Results: 117 patients were randomised, 3 did not start trial treatment, median age 64 years. Forty-five (39%) had received ≥5 lines chemotherapy. 30% had received prior bevacizumab. The median OS was 6.8 (nintedanib) versus 6.4 (placebo) months (hazard ratio 1.08; 95% confidence interval 0.72-1.62; P = 0.72). The 6-month PFS rate was 29.6% versus 22.8% (P = 0.57). Grade 3/4 adverse events occurred in 64% (nintedanib) versus 54% (placebo) of patients (P = 0.28); the most frequent G3/4 toxicities were lymphopenia (18.6% nintedanib versus 16.4% placebo), diarrhoea (13.6% versus 0%), neutropenia (11.9% versus 0%), fatigue (10.2% versus 9.1%), and vomiting (10.2% versus 7.3%). Patients who had received prior bevacizumab treatment had 52 days less time on treatment (P < 0.01). 26 patients (23%) took oral cyclophosphamide for ≥6 months. There were no differences in quality of life between treatment arms.
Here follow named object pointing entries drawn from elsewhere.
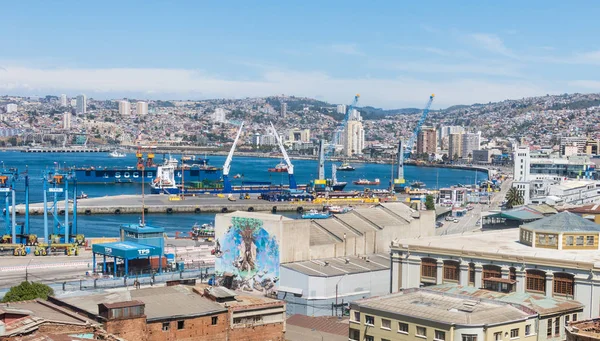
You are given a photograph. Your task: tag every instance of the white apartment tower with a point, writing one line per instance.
(81, 104)
(124, 108)
(66, 120)
(142, 108)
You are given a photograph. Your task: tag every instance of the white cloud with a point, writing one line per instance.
(193, 84)
(492, 43)
(348, 49)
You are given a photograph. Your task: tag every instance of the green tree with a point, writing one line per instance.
(513, 198)
(28, 291)
(429, 203)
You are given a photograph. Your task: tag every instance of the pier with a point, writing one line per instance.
(132, 204)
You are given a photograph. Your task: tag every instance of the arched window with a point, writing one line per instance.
(491, 271)
(535, 280)
(563, 284)
(472, 274)
(428, 268)
(451, 270)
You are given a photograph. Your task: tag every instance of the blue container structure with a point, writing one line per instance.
(138, 241)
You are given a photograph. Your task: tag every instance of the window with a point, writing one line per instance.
(563, 284)
(514, 333)
(535, 281)
(428, 268)
(451, 270)
(589, 240)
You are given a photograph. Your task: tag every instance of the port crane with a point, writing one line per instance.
(290, 169)
(227, 188)
(399, 183)
(413, 138)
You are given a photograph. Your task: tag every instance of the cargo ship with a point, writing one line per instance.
(366, 182)
(345, 167)
(119, 175)
(280, 168)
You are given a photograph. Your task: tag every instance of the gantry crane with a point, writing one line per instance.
(290, 169)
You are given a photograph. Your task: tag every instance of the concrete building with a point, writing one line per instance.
(482, 157)
(423, 314)
(470, 142)
(353, 138)
(550, 256)
(124, 108)
(142, 108)
(314, 287)
(364, 231)
(283, 109)
(427, 141)
(219, 115)
(11, 108)
(455, 146)
(587, 330)
(67, 120)
(578, 142)
(81, 104)
(299, 135)
(444, 135)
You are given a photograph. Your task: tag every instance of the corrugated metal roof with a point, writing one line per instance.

Conclusions: This is the largest reported cohort of patients with relapsed ovarian cancer treated with oral cyclophosphamide. Nintedanib did not improve outcomes when added to oral cyclophosphamide. Although not significant, more patients than expected remained on treatment for ≥6 months. This may reflect a higher proportion of patients with more indolent disease or the higher dose of cyclophosphamide used.
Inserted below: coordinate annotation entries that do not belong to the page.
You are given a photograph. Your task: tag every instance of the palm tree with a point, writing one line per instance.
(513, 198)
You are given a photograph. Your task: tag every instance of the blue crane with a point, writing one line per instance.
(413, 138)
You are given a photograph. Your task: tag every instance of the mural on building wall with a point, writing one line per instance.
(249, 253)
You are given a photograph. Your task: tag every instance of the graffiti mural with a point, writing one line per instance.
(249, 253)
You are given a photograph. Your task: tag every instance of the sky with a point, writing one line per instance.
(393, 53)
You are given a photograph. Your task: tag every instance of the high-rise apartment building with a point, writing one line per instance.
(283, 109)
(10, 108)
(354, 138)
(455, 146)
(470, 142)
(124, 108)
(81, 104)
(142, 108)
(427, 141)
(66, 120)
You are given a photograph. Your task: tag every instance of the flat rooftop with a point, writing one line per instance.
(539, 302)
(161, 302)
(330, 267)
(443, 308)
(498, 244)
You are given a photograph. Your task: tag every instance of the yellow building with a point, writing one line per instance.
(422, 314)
Clinical trial registration: Clinicaltrials.govNCT01610869.
Keywords: Late stage relapsed ovarian cancer; Nintedanib; Oral cyclophosphamide; Prior bevacizumab.
Copyright © 2020. Published by Elsevier Inc.
Conflict of interest statement
Declaration of Competing Interest Professor Marcia Hall reports grants and personal fees from Clovis Oncology, BMS and Merck and personal fees from Roche, GSK/Tesaro, Astra Zeneca, Boehringer Ingelheim and Amgen outside the submitted work. Dr. Susana Banerjee reports personal fees from Roche, AstraZeneca, GSK/Tesaro, Clovis Oncology, Pharmamar, Seattle Genetics, Merck Serono, Amgen and Genmab; grants from Astra Zeneca and GSK/Tesaro and travel support from Nucana all outside the submitted work. Dr. Rosemary Lord reports personal fees from Tesaro and Astra Zeneca, outside the submitted work. Dr. Andrew Clamp has received research funding and personal fees from Astra Zeneca, and personal fees from Clovis Oncology, Astra Zeneca, GSK/Tesaro, and Roche outside the submitted work. Dr. Shibani Nicum reports grants and personal fees from Astra Zeneca and personal fees from MSD, Roche, Abbvie, Clovis Oncology outside the submitted work. Professor J Ledermann has received fees for Advisory Boards, lectures, symposia from Boehringer Ingelheim, Astra Zeneca, MSD/Merck, Amgen, Artios, GSK/Tesaro, Eisai. He has received research funding from MSD/Merck and AstraZeneca, all outside the submitted work. Dr. Rebecca Bowen reports personal fees from Roche, AstraZeneca, GSK/Tesaro, Clovis Oncology, Amgen, Celgene and Lily Oncology, outside the submitted work. Dr. Agniescka Michael reports personal fees from Roche, outside the submitted work. Dr. Ros Glasspool reports research funding from Boehringer Ingelheim for the NiCCC clinical trial, further research funding from Lilly/Ignyta and personal fees from AstraZeneca, MSD, Clovis, GSK/Tesaro, Immunogen and Sotio outside the submitted work. Professor Gordon Rustin reports personal fees from Abbvie, outside the submitted work.